On the other side, AI is also giving cybersecurity startups greater capabilities to fight off attacks.
“If you look at something like a security operation command or control [centre], you can have an agent that understands every single threat that has been published by the government in the past week,” he says. “And then when it finds a threat inside your environment, it can contextualise that information and provide it in a very simple format to a security engineer to allow them to take action on that threat.”
Organisations are also more likely to be facing off attacks from sophisticated criminal operations using AI technologies like deepfakes and voice replication to launch identity-focused attacks on individuals. The attackers often go beyond criminal gangs.

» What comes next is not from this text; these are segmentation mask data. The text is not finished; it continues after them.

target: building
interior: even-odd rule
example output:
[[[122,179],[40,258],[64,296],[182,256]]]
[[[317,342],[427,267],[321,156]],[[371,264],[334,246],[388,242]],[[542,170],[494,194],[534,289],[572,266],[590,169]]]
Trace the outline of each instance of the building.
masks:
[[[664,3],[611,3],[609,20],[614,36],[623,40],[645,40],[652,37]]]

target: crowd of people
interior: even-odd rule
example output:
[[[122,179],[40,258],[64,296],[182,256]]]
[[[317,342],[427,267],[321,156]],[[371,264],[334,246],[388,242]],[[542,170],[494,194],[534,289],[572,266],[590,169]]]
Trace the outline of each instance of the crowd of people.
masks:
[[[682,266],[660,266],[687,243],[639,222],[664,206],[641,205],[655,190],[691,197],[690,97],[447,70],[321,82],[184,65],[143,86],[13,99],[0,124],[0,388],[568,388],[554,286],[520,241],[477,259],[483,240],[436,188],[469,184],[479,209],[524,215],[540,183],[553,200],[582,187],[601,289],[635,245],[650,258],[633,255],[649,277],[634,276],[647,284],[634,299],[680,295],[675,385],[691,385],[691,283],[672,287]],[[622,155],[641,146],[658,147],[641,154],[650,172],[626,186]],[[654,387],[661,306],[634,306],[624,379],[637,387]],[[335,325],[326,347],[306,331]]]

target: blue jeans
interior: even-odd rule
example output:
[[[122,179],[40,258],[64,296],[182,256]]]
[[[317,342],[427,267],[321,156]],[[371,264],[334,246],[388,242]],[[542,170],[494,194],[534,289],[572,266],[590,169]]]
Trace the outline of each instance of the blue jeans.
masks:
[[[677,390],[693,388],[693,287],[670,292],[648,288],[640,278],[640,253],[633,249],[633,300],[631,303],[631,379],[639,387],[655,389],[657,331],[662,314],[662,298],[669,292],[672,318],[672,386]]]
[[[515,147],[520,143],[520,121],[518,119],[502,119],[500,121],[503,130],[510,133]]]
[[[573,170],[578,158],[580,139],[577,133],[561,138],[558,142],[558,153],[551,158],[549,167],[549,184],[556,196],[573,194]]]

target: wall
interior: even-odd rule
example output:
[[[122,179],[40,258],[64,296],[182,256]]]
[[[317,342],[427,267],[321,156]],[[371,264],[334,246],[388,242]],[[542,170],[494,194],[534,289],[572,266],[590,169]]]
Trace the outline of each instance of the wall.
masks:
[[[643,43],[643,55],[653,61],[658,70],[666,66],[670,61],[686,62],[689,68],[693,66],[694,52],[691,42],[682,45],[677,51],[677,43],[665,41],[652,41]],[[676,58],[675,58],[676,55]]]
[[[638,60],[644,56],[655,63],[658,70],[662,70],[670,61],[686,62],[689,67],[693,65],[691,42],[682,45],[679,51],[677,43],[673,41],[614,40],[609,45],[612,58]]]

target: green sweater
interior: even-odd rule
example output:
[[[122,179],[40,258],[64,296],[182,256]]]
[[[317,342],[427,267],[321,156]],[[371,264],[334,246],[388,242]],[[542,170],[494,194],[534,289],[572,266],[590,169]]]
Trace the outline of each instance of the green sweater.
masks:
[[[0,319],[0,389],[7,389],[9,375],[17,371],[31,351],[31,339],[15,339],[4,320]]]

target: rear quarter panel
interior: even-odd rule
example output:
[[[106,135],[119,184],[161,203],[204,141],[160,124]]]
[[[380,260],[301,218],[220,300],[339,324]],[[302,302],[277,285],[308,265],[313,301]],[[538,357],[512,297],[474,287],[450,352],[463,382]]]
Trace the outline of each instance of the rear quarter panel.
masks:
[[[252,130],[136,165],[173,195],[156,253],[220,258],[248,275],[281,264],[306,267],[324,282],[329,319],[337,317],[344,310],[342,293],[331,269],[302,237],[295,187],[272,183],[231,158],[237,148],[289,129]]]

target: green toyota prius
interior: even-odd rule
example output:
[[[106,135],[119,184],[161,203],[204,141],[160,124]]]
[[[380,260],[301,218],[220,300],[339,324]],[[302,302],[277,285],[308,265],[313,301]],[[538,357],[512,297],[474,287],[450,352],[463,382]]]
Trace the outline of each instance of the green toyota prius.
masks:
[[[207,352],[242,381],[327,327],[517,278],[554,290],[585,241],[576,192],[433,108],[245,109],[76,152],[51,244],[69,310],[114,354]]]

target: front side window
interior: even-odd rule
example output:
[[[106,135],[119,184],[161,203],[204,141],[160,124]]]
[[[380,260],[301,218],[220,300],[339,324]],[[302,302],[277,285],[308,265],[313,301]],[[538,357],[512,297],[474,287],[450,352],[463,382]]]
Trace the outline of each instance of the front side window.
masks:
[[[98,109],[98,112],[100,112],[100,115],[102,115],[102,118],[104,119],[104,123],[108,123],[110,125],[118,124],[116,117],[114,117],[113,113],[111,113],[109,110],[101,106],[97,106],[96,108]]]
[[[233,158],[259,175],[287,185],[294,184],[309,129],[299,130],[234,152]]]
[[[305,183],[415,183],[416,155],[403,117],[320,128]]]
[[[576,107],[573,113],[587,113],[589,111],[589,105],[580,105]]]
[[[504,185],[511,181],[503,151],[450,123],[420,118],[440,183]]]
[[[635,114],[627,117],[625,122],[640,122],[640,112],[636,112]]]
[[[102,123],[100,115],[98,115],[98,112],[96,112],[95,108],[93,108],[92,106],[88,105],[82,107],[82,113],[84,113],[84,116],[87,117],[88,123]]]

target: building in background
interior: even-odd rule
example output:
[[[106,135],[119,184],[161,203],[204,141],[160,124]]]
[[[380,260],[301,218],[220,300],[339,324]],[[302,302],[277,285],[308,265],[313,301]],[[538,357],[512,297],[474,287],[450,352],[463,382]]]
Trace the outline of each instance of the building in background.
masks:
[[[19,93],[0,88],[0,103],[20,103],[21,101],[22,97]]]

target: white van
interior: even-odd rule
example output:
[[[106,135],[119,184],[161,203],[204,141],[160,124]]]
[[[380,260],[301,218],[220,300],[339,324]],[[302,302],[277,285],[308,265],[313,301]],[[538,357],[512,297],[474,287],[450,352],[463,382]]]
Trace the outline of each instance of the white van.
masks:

“Some of these threat actors are state actors, so they could have tens of thousands of employees trying to refine a particular type of attack,” Arensberg says. “It is very difficult and asymmetric to be able to counter that, and they can operate at scale with a cost structure that is completely different to the average corporation. A lot of security companies are looking at some of the new attacks.”
Protection from these threats crosses into identity verification, which is Okta’s speciality. Arensberg cites recent cases of businesses unwittingly leaving themselves open to attacks by remotely hiring employees who turned out to be North Korean hackers. That’s why Okta Ventures’ portfolio includes Oyster, creator of a secure cross-border hiring and employment platform.
Cybersecurity has become a strategic bet for most CVC funds. Businesses from energy companies to hospitals and car manufacturers all have cybersecurity startups in their portfolio because they are vulnerable to attacks.
But Arensberg has a word of caution for startups developing cybersecurity platforms centred on AI — and those investing in them. Make sure the technology provides a lasting edge, otherwise it may soon be yesterday’s news.
“The standard of capabilities keeps on rising so fast that a lot of startups that think they may have a particular angle will find that actually, that’s available for everyone,” Arensberg says. “Commodification is the common theme that we ask ourselves and the investment committee: whether or not the startup using some of this new tooling has an edge or whether some of the larger models will make their work irrelevant.
“A common complaint is that something is like a wrapper for ChatGPT. And so if everybody has these tools, what does that mean for a startup’s prospects at growth stage? You really have to be very thoughtful about what your edge is and be able to execute on it.”